Capacity building at tralac – Geek Week, 4-8 May 2015
As an essential part of its capacity building initiative, tralac conducted a week-long trade data accessing, collation and interpretation training workshop (also known as ‘Geek Week’) at its offices in Stellenbosch, from Monday 4th to Friday 8th May, 2015. Participants came from the National Agricultural Marketing Council, Department of Agriculture, Fisheries and Forestry and IMANI Development. The training was conducted by Professor Ron Sandrey (tralac Associate) and tralac Researcher William Mwanza.
The participants were divided into two groups and through a ‘hands on’ approach to obtaining, analysing and interpreting international trade data, produced draft papers in the following areas:
Black holes in African trade data. In an era when the regional emphasis is focussed on broader trade and economic integration the need for quality data and sound interpretation of this data is paramount. While the availability of African data is certainly improving there are still some questions that arise. A black hole is defined in Wikipedia as a mathematically defined region of space-time exhibiting such a strong gravitational pull that no particle or electromagnetic radiation can escape from it. At times Africa trade data seems to exhibit these same characteristics, as attempts to reconcile data between bilateral partners can result in interesting situations where data seems to have plunged into one of these black holes. Several of our tralac trade data publications have uncovered evidence of these black holes, and the objective for this paper was to examine and possibly explain some of these.
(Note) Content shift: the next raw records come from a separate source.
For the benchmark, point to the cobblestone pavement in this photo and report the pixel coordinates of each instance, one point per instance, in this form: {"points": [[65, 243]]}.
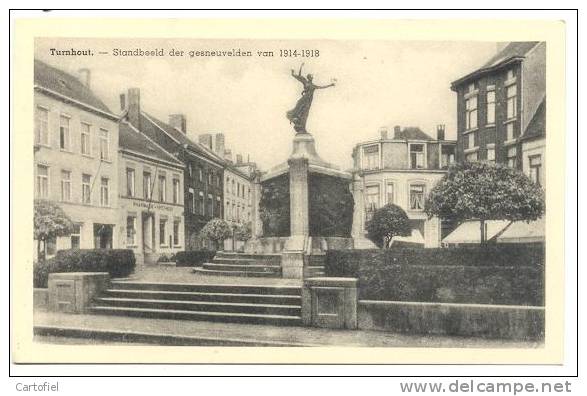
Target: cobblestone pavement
{"points": [[266, 333]]}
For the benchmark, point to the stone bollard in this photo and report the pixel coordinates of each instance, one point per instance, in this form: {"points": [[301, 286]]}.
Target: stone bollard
{"points": [[330, 302], [73, 292]]}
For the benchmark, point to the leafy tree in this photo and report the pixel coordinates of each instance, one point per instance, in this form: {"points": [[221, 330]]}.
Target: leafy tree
{"points": [[216, 230], [50, 221], [386, 223], [242, 231], [485, 191]]}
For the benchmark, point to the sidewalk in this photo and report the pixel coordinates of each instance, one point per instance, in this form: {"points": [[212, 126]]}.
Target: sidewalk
{"points": [[65, 328]]}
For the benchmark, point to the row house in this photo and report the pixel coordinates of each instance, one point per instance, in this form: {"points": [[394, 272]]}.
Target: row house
{"points": [[75, 156], [203, 186], [401, 170], [501, 109], [151, 197]]}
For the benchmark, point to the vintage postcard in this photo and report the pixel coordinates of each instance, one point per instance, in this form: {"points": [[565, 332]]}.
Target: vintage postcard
{"points": [[349, 192]]}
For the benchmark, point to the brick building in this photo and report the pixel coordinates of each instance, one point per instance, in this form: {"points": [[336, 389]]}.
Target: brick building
{"points": [[75, 155], [203, 170], [401, 170]]}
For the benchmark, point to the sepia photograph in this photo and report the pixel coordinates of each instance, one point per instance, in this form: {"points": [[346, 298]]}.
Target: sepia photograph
{"points": [[289, 193]]}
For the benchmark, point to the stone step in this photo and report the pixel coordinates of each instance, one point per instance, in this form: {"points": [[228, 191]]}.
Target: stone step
{"points": [[206, 296], [239, 267], [201, 306], [235, 288], [243, 273], [197, 315]]}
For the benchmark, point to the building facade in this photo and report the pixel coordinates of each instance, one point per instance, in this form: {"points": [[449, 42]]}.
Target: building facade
{"points": [[497, 102], [75, 155], [151, 197], [203, 170], [400, 170]]}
In mid-November 2013, the South African Revenue Service (SARS) announced the revision of trade statistics that entailed the inclusion of the trade data from the BLNS, which were previously excluded in the compilation of trade statistics. This follows the comprehensive modernisation of systems to incorporate international trade transactions. The revision covered trade data from 2010 to 2012 and then moving forward. A comprehensive analysis of South Africa’s trade with BLNS is therefore only possible since this revision, and we took advantage of this improved data for South Africa along with BLNS data from the SACU Secretariat to analyse the intra-SACU agricultural trade data in detail.